2005-01-31 - 11:04 a.m. - sotally tober...
Well, here it is the last day of January. It's amazing how time can fly if you don't really pay attention to it. I've been slowly picking myself out of the rut I've been in since last entry. Salary issues aside, I'm starting to see more and more that the return to my old company is indeed going to be a positive change in my life. People around me started noticing that I was acting different, I am smiling more often and acting more confident. I suppose I didn't really notice the change myself until someone pointed it out, but once it was mentioned I thought to myself that yeah, something is different.
To celebrate, I got totally wasted last Saturday. My cousin brought her friends over to my place along with two bottles of vodka. We were doing vodka cranberry and vodka shots and wound up dropping her under 21 friends home after we got our drink on and wound up going to a bar in Wrigleyville. The thing is, I don't remember much after we left the house, I vaguely remember dropping her friends home and not much else after that. I woke up to a spinning room the next day and a severe case of the munchies. In retrospect I should have probably ate something before I started to guzzle all that vodka.

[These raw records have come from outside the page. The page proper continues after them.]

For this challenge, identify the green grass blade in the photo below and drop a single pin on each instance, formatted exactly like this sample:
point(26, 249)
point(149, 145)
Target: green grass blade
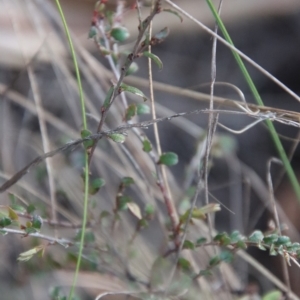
point(289, 170)
point(86, 181)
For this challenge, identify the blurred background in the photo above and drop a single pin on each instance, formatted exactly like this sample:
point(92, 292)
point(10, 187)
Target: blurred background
point(31, 34)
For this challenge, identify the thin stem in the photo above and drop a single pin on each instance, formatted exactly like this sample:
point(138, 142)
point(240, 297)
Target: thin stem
point(86, 175)
point(272, 130)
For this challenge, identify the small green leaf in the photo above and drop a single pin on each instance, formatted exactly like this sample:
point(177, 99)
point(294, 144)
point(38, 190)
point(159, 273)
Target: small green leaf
point(283, 240)
point(223, 239)
point(142, 109)
point(134, 209)
point(108, 98)
point(261, 247)
point(30, 208)
point(270, 239)
point(174, 12)
point(256, 237)
point(4, 222)
point(130, 89)
point(133, 68)
point(161, 36)
point(95, 185)
point(226, 256)
point(201, 241)
point(147, 147)
point(155, 58)
point(25, 256)
point(84, 134)
point(236, 237)
point(130, 112)
point(184, 264)
point(120, 34)
point(122, 202)
point(214, 261)
point(188, 245)
point(92, 32)
point(272, 251)
point(127, 181)
point(37, 222)
point(241, 245)
point(168, 159)
point(117, 137)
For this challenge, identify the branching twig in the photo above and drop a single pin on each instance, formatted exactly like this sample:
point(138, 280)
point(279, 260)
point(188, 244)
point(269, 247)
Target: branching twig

So I called up my cousin the next morning and asked her what the hell happened that last night because I hardly remember any of it. It turns out we went to John Barleycorn and they kept losing me at the club. I didn't know where the hell I was at because it was all blacked out. She told me I even did a shot with them, why don't I fucking remember that shit? I think they finally found me when they were closing the place down and the lights came back on. I didn't know what the hell I was doing. Oh she also told me I was throwing up on the street on the way back to the car. Lovely, I'm actually glad I didn't remember that part. Damn, I must of been fucked up with a capital F. I'm glad my cousin was driving because I was definitely in no condition to do so. I guess that's the good part of me getting so totally fucked, I'm like so out of it I don't even care. I totally got my sick off that night, which was cool.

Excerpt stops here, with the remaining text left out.